Guam - A for-profit bingo initiative may be on the Decision 2012 General Election ballot, but the Archdiocese is urging its parishioners not to be duped into believing it will be good for Guam. 

"We encourage our people to take a look at this initiative very, very carefully and realize the kind of danger that is ahead of this if this is every approved," stated Archdiocese communications director Monsignor Brigido Arroyo isn't buying all the benefits that the Guam Japan Friendship Village maintains the island will receive from voting in for-profit bingo at the former Guam Greyhound facility in Tamuning.  The initiative managed to garner enough petition signatures to make it on the General Election ballot, but arroyo is hoping the island will reject the idea as it did with previous gambling proposals.

"We want to encourage people, of course we cannot tell them how to vote or what to vote, but the archdiocese, we'll encourage people to look at this initiative, to really study it and look at it and the kind of damaging effects it will have on our community," Arroyo continued.

While bingo itself isn't considered to be bad, arroyo says that when organizers throw in big prizes and monetary pots, it can become abusive, something the Catholic Church on Guam doesn't support. "It's a wedge to perhaps bring in have a bigger gambling thing. It looks like they're just going to buildup into that," he said.

Arroyo is even more concerned that the for-profit bingo will be operated in such close proximity to St. Anthony's Church and a number of schools, noting, "It's going to be jeopardizing the parish and the schools. We have several schools here." He added, "When big money is at stake, then there will be a lot of people - perhaps maybe the mafia, I don't know.

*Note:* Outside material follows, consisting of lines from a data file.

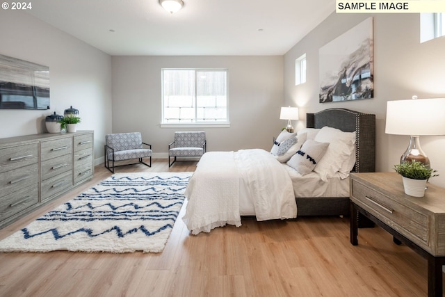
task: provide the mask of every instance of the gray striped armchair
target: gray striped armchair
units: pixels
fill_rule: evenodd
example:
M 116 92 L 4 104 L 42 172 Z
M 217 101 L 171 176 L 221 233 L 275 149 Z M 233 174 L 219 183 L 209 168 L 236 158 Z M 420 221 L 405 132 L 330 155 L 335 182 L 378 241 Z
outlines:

But these are the possibilities that might come in and will jeopardize the peace of our community here."

Proponents of the initiative have not been willing to speak about the purported benefits of the initiative but what they filed with the Guam Election Commission states that the Guam Japan Friendship Village will pay 20% on the Business Privilege Tax on all of its gross receipts.  That money would deposited into the Guam Bingo Fund and distribute for healthcare, public safety and education.

But the Archdiocese isn't convinced that the purported benefits of for profit bingo will outweigh the negative impacts to the community. "We encourage our people to take a look at this initiative very, very carefully and realize the kind of danger that is ahead of this if this is every approved," Arroyo said.

"We ask our people to pray that these people will realize what is going to happen and the kind of affect it will have on people."